When my diagnosis was changed from Parkinson’s, which is progressive, to Essential Myoclonus, which is not, we decided to see if we could improve our term life insurance policy rates, and also see if we qualified for Long Term Care insurance. The preliminary review from both looked promising, so we asked our financial adviser to proceed.
Well, the life insurance folks said wait 6 months from the new diagnosis, which seems reasonable.
The lady who handles the LTC accounts seemed optimistic, despite hubby’s cancer history and my neurological history. But she called yesterday to say that they would not insure me. She said it was not the diagnosis, but what the doctors had written that precluded insuring me. Grrrrr!!! Yuck!!! Dradit!!!
I’ve asked her to fax the report from the doctors to me that caused the rejection. Not a happy camper at all about that, and wondering what in the world they said that alarmed the insurance folks. Plus, that doesn’t sound hopeful for reducing my rates on life insurance, either.
We had a wonderful time visiting with our younger daughter on her birthday. She got off work, and we just hung around and enjoyed each other’s company. We took her out to lunch and even went to a few thrift stores – she’s just as addicted as we are! LOL!!

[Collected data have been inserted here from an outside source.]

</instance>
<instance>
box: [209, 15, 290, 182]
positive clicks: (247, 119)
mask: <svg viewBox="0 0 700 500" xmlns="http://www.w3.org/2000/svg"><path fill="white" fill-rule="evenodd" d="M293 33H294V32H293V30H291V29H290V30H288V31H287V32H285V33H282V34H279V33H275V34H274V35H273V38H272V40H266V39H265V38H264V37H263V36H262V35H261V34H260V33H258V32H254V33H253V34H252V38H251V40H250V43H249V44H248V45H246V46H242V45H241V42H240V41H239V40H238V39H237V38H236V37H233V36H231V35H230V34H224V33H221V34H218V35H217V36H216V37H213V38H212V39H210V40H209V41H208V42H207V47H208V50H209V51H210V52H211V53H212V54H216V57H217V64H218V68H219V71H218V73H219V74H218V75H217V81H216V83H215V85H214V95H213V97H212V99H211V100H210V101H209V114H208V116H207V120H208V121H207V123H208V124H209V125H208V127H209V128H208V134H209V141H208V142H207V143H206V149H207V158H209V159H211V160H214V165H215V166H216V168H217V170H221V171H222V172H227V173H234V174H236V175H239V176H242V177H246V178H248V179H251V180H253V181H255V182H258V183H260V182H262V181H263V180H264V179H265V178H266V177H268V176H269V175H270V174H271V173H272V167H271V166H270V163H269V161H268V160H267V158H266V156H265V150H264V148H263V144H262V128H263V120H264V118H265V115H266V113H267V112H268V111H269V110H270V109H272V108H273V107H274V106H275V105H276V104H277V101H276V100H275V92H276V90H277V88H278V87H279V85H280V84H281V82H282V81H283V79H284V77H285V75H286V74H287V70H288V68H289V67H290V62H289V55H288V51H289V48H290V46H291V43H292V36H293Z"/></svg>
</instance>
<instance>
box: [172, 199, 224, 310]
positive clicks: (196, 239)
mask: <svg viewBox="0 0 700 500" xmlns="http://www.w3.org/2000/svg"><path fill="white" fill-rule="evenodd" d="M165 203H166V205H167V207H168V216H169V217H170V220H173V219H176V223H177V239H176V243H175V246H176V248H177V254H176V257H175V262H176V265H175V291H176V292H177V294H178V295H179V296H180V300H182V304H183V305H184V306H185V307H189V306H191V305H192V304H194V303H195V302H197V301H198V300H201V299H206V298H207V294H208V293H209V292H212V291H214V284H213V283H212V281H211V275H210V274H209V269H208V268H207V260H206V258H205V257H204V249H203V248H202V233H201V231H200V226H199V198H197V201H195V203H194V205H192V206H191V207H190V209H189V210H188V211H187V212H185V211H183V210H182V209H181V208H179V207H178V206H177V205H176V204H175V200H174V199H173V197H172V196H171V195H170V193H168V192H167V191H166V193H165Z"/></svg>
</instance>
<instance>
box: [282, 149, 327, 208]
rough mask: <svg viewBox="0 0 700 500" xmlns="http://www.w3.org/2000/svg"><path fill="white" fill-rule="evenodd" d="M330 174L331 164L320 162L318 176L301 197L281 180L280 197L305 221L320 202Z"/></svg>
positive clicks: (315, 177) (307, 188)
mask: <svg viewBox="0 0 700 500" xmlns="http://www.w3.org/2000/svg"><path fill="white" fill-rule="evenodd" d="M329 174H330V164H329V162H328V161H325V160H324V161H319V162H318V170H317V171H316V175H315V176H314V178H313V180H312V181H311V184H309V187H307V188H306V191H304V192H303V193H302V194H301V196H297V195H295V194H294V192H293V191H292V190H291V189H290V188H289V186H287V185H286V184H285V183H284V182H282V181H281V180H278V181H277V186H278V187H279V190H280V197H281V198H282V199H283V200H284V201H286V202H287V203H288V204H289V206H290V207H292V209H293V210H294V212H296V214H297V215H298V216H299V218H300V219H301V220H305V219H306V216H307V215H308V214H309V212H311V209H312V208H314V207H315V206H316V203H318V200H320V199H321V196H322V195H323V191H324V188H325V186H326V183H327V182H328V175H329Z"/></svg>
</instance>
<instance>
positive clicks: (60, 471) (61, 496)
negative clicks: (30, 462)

I had done the dumb stunt again this month and forgotten that my Primidone prescription doesn’t run out at the same time I order all the others. So I had to really scrimp and stretch between doses to get back home before I was entirely out. So I asked hubby to see if our pharmacist would sell us 10 extra pills, so it would coincide with the rest of my order. He gave him the pills! Said we were such good customers that it was the least he could do. Granted, these are not expensive pills, but I was still floored!!! I plan to go thank him in person the next time we’re out.
And we sold one of our finds from Monday to a family who had been searching for it for a long time. I recognized it the moment I saw it and couldn’t wait to let them know it had been found.
So as always, I choose to enjoy the happy moments that come, but can still get freaked out by all the changes this disorder has caused in our lives.